Depending on the flavor of the month, parts of the movement are led by someone as well-written and charismatic as the Ayatollah Khomeini or Osama Bin Laden.  Or, they are led by colorless dogmatists whose close followers have a talent for organization.  Either way, these leaders await the moment when their fervent followers—read Brothers Tsarnaev multiplied by the thousands—eventually topple a government.  Then, in Khomeini’s case, the leaders move in to fill the void, establish a dictatorship, and establish their version of Sharia law.  It is a messy method, replete with martyrs.  It remains to be seen if radical islamists will be as successful outside the Moslem world as they recently have been inside.   

Parts of the movement are well-funded.  Saudi Arabia’s fundamentalist Wahabbist royal family funds madrassas and mosques throughout the world in which radical Islam is preached and abetted.  Lesser strains of radicalism are struggling to buy monthly internet access, but still may find enough money to build bombs out of pressure cookers.  What must be understood, however, is that the radical Islamic movement, in all its parts, is fundamentally opposed to western secular democracy.  They have shown no compunction toward sheltering, funding, training, or abetting perpetrators of violence against western secularism or democracy, whether those symbols are found in the West or in Islamic countries. The more investigators dig into the Islamic community in Boston, the more they will find such strains of radicalism, which, indeed it will be shown, aided the Tsarneav brothers in their horrific acts of violence.  Those are the “self-radicalized” terrorists and the “network(s)” that President Obama was referring to.  The movement continues whether the Obama administration admits it or not.    

Plan B Contraceptives

A U.S. District Judge in Brooklyn, Edward Korman, ruled eleven days ago that the Food and Drug Administration must make the “morning after” emergency contraception drug, Levonorgestrel—also known as Plan B—available over-the-counter without a prescription to “women” of “all reproductive age,” specifically to those fifteen years and older.  He commented in his ruling that the previous FDA policy to provide Plan B medicine without a prescription only to “women” seventeen and older as “arbitrary, capricious and unreasonable.”  His Honor Judge Korman may indeed be on firm, activist legal ground by saying that to allow one minor, a seventeen-year-old, to purchase this pill on her own but to deny a fifteen or sixteen-year old minor that same opportunity fits the classic legal definition of “arbitrary and capricious.”  But, the moral and traditionally legal ruling would have been to restrict the policy completely for all minors.  The right thing to do would have been to nullify the existing FDA policy for seventeen-year olds as well. 

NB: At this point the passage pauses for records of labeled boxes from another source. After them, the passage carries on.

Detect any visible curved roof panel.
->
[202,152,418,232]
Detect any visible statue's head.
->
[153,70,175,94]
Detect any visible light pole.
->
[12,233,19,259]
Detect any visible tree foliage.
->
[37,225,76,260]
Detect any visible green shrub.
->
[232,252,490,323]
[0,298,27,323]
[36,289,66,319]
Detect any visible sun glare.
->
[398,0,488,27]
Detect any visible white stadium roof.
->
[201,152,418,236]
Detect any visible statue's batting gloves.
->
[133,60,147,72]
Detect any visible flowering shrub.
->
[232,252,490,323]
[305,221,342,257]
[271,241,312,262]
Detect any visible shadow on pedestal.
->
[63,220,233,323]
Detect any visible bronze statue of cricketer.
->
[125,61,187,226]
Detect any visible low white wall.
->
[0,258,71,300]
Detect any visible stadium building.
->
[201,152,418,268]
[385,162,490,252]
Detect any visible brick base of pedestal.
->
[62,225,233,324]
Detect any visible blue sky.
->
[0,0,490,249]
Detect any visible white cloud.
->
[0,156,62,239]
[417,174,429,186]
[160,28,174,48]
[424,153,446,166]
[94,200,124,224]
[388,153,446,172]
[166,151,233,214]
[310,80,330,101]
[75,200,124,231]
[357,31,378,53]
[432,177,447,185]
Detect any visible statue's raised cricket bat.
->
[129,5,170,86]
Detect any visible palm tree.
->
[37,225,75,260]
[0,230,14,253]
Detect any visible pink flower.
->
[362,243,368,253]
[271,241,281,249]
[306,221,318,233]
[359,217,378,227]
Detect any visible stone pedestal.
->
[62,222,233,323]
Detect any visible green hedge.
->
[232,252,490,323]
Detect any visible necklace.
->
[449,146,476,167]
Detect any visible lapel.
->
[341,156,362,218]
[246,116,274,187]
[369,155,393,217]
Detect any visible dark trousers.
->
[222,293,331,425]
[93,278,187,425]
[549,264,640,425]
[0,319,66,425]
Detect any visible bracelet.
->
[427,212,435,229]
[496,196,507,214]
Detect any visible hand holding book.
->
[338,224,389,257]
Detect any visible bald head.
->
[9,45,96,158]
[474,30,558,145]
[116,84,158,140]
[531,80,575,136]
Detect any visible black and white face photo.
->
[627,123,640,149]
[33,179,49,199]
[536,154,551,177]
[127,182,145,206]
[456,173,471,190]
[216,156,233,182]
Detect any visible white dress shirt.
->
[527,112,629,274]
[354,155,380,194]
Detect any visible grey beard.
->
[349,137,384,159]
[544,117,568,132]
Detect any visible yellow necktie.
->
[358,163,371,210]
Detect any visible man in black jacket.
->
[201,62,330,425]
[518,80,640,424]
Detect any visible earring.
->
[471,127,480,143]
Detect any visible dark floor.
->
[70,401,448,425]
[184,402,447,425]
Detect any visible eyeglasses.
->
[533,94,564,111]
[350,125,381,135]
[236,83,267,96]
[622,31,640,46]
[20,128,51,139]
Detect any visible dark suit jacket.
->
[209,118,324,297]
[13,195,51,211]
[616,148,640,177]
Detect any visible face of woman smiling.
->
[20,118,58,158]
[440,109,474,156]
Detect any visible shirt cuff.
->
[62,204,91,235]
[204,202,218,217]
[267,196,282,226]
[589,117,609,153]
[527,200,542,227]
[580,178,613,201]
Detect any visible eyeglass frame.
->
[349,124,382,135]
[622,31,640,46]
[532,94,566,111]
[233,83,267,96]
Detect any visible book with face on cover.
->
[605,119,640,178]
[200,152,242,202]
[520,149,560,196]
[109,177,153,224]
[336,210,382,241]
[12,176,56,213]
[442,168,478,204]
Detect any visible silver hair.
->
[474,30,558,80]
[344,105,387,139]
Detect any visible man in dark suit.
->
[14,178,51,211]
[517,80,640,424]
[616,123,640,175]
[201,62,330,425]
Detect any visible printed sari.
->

The judge should have referred to the fact all existing laws establish the age of majority as at least eighteen in all states.  He should have told the FDA that for a federal agency to implement medical and reproductive policies that allow minors of any age to buy such drugs over-the counter is wrong; it further blurs the lines between minors and adults in society and further erodes the rights and responsibilities of parents toward their minor children in such fundamental issues as sexual relations and their consequences.  That would have been a decision to read!

I used quotation marks above with the word “women.”  Female minors used to go by another name: girls.  Seventeen-year-old girls; fifteen-year-old girls; ten-year-old girls.  Another gender nonspecific name is, hmm, let’s see…how about children?  These minors, who are being told that it is now more convenient to have sex and avoid the unpleasant consequences of pregnancy, are children.  A fifteen-year-old is a child.  Such activist rulings as Judge Korman’s will make parents increasingly irrelevant in the lives of their children and endanger children’s chances for a healthy and happy adulthood.